Jack Wilson opens the episode by highlighting the timeless relevance of Jane Austen's novels, emphasizing how her keen observations of human nature continue to resonate with readers across generations.
At [01:25], Jack introduces the episode's special guest, Janet Todd, and delves into an inspiring listener story from Nate, a long-time fan of the podcast.
Nate's Story:
Notable Quote:
"I haven’t read a book or a poem voluntarily in months. [...] Then after stopping for a couple years, I returned to your podcast and you have given me my strength back."
— Nate [01:04-02:10]
Jack's Response: Jack empathizes with Nate's experience, sharing his own proximity to academic pressures through his sister Emma's PhD journey. He acknowledges the difficulty of maintaining passion in academia and offers cautious advice about the dangers of fishing, recounting a cautionary tale about mishandling equipment leading to broken headlights.
Notable Quote:
"You have to confess and take your medicine. But that's a much tougher conversation to have to say."
— Jack Wilson [05:59-06:22]
Transitioning from Nate's story, Jack presents concerning findings from a Nielsen and HarperCollins survey, as reported by The Guardian, indicating that less than half of parents enjoy reading to their children. The survey highlights a decline in parent-child reading sessions since 2012, attributing it to the rise of digital distractions and the perception of reading as a mere literacy skill rather than a joyous activity.
Notable Quote:
"Less than half of parents find it fun to read aloud to their children."

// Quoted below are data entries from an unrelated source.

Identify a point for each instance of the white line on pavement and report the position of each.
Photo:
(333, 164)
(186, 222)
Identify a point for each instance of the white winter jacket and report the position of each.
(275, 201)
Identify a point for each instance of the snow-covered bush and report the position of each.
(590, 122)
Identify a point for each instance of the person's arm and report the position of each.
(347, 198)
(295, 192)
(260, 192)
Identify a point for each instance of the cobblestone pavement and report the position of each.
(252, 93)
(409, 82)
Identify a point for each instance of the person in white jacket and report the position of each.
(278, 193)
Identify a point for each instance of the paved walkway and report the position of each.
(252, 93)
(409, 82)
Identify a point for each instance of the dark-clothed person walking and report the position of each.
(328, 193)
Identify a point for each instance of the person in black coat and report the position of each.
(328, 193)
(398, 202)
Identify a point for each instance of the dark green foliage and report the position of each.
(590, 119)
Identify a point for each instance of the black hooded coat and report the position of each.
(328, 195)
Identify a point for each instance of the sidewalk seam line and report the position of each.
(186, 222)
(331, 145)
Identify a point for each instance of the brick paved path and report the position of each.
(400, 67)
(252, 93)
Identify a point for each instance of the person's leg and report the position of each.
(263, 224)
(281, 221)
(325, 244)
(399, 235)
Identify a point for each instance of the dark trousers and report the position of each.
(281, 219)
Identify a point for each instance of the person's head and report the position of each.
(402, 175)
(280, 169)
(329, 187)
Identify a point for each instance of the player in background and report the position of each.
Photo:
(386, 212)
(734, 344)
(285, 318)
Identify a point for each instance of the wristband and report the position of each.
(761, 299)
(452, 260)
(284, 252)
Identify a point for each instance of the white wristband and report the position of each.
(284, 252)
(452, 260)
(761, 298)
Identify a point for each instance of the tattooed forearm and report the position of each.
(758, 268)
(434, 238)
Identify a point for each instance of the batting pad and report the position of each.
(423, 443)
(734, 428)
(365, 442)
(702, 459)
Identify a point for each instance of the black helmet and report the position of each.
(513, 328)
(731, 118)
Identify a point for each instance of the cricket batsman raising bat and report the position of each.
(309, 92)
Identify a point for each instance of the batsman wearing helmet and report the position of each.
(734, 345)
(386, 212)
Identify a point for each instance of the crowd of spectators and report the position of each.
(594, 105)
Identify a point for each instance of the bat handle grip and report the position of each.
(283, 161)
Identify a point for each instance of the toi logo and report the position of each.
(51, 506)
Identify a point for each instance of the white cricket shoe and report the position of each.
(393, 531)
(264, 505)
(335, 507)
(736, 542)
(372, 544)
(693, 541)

— Jack Wilson [06:22-07:45]
Janet Todd's Insights: Janet reflects on her own parenting experiences, emphasizing the importance of personal connection over structured activities. She recounts reading to her own children from the womb and observing their early fascination with books, underscoring the lasting impact of shared literary experiences.
Notable Quote:
"Kids have their own minds and their own personalities and their own needs. [...] Spend that time. It goes so fast, but there's so much richness in there."
— Janet Todd [10:00-12:05]
Janet advocates for integrating reading into daily life in flexible ways—whether through audiobooks during car rides or finding moments to share stories that captivate children’s imaginations. She underscores the reciprocal benefits of this practice, highlighting how it fosters growth and mutual appreciation between parent and child.
At [20:37], Jack reintroduces Janet Todd, who discusses her latest book, "Living with Jane Austen", celebrating Jane Austen's 250th birthday. Janet provides an overview of her academic background and her extensive work on female authors, setting the stage for an in-depth conversation about Austen's enduring legacy.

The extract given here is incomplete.